Last week’s survey on water makers, see the results below, prompted regular contributor Dick Stevenson to reflect on his long experience with desalination aboard a cruising boat. Dick and his wife Ginger are veteran cruisers who have many years of experience living aboard and cruising far and wide on their boat Alchemy. GD
The weekly survey on water makers gets me to suggest what I would do differently after years of living with a high-output device.
I was very happy with my Katadyne 160E (our recent cruising grounds provide lots of good water sources). It never failed me in the 3-5 years it had a lot of steady use and then years of periodic use. It is a no bells and whistles product and does not have a great amps/gal ratio. The former was a plus (bells and whistles have a habit of causing problems) and the amps to gallon ratio was largely unimportant as it ran when the engine or genset was otherwise working and the amp draw was modest in any case. And our water usage is also modest.

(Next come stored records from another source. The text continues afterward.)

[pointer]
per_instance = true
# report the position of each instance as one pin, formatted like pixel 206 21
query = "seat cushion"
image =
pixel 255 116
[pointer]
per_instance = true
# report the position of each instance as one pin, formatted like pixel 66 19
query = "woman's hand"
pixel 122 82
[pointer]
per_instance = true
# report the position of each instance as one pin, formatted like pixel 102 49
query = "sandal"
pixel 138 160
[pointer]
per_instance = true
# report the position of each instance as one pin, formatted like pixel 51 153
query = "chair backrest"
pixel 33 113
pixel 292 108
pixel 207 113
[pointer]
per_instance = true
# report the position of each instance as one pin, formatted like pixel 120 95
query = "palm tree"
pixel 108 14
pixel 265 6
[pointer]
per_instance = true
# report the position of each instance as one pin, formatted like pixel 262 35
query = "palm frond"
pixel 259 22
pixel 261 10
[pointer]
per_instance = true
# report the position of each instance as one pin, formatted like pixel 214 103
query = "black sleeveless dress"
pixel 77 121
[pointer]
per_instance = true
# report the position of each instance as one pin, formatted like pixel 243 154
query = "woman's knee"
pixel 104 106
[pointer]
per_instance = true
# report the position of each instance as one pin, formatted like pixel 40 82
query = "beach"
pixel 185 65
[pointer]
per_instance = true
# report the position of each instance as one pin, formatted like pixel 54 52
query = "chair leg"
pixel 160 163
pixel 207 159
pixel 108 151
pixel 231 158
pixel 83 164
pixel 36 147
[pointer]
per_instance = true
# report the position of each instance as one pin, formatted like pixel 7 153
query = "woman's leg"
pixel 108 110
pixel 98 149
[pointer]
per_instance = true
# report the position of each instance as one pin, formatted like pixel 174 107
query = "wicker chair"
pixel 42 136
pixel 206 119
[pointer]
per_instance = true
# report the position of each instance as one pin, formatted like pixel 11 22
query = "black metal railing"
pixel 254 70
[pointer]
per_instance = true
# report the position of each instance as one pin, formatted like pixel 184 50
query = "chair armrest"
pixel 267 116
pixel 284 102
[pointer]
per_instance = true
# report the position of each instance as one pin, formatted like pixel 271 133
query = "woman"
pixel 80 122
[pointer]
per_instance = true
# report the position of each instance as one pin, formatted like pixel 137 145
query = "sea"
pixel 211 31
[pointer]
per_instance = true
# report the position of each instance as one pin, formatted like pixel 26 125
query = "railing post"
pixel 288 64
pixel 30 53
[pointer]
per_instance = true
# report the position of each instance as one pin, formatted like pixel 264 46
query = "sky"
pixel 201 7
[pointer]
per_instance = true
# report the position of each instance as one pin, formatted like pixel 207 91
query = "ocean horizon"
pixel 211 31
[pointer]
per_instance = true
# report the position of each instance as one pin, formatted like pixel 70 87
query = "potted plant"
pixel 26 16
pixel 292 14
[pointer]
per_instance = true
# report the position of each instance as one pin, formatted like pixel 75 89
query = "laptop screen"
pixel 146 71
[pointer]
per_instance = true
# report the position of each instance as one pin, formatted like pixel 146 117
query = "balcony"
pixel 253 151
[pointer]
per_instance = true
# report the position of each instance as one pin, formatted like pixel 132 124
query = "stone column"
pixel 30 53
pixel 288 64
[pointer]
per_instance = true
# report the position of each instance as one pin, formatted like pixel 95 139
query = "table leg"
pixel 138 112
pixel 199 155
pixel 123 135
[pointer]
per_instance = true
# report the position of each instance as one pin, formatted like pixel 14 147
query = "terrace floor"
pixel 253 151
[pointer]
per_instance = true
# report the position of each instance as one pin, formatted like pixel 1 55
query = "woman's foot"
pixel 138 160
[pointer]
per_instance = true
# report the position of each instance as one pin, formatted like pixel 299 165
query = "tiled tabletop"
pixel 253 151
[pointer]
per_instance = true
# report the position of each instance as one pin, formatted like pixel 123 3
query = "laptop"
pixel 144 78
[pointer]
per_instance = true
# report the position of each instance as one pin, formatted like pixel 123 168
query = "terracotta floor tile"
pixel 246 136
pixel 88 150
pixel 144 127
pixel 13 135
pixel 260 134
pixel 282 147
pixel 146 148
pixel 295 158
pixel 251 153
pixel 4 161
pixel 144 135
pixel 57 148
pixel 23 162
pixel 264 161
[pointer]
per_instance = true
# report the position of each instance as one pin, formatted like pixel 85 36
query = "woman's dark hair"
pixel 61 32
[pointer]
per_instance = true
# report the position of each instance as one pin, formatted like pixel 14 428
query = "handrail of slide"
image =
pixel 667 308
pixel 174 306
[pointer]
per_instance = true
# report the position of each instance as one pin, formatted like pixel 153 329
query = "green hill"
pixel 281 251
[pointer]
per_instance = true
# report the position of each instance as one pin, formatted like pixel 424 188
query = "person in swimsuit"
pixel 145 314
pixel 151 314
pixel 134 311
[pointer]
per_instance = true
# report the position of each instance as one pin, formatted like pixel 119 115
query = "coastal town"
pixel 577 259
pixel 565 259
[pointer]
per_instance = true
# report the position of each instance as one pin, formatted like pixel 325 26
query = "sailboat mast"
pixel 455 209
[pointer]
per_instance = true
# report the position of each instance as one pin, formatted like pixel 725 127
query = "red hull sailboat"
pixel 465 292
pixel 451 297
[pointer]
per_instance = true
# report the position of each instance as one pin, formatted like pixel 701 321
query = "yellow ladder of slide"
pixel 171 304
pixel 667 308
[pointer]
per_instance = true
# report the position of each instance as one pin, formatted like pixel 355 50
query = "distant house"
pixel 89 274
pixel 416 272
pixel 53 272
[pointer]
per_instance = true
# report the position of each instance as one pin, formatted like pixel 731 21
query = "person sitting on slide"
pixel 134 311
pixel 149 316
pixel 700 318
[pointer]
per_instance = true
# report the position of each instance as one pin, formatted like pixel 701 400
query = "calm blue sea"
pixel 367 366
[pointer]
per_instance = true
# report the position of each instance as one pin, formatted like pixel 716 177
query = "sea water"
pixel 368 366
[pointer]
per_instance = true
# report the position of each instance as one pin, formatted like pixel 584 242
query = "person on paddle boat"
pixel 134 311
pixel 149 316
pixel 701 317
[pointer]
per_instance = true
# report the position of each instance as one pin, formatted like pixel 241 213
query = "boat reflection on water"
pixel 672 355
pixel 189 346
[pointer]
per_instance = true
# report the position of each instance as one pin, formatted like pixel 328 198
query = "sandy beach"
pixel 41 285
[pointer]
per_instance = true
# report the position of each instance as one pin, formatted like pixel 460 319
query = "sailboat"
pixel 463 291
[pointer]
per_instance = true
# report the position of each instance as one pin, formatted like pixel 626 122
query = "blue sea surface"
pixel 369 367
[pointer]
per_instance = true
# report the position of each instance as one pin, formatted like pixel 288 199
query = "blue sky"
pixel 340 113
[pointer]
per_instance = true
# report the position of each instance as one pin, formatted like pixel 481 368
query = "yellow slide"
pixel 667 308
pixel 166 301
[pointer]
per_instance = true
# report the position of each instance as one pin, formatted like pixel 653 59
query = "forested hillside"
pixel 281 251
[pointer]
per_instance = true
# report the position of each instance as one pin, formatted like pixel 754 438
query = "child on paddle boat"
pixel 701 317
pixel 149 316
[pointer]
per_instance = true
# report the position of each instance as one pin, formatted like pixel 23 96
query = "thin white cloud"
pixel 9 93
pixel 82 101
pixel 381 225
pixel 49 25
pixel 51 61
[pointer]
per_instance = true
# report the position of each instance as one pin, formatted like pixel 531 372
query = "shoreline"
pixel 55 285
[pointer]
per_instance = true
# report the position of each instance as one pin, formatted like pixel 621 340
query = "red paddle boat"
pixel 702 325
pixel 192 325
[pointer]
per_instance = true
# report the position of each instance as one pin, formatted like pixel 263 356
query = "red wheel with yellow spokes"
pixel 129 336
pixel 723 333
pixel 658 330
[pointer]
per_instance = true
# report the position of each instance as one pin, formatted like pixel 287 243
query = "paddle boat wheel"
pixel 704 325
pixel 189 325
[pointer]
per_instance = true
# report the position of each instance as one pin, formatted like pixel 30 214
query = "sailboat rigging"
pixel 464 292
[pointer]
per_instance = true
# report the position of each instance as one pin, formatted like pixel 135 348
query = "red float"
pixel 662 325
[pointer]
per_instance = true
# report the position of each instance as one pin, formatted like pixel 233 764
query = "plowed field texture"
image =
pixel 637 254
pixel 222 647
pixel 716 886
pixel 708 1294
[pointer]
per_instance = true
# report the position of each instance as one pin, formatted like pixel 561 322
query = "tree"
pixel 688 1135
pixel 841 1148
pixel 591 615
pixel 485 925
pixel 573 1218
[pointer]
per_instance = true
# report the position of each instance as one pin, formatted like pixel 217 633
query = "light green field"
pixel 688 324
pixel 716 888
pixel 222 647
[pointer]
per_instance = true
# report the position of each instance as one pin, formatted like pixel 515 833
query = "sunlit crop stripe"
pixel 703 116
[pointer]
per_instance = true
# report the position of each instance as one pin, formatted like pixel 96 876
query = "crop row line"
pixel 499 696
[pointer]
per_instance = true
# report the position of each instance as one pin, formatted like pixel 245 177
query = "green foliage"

What I would do now is to buy two Katadyne 40E units: one for each water tank. Installation should be a doddle as the units are small. Get salt water from “T”ing off the salt water intake lowest in the boat and you are likely getting water from 3-4 feet down and less likely to have petroleum or other contaminants that live closer to the surface. “T” into the fresh water tank through the breather/overflow tube.
Run each unit every other day for an hour (our needs) and you never have to waste water: water coming out immediately will be good. (We did this with our 160E running 1+ hours every 2nd day and water was good from the onset). (Our water usage, for the 2 of us, in tropical waters where we bathed in the ocean was ~~3 gal/day.)
With 2 small units you have redundancy and it ensures that each tank has a dedicated and isolated source.
The units also can be hand pumped in an emergency and taken aboard a raft.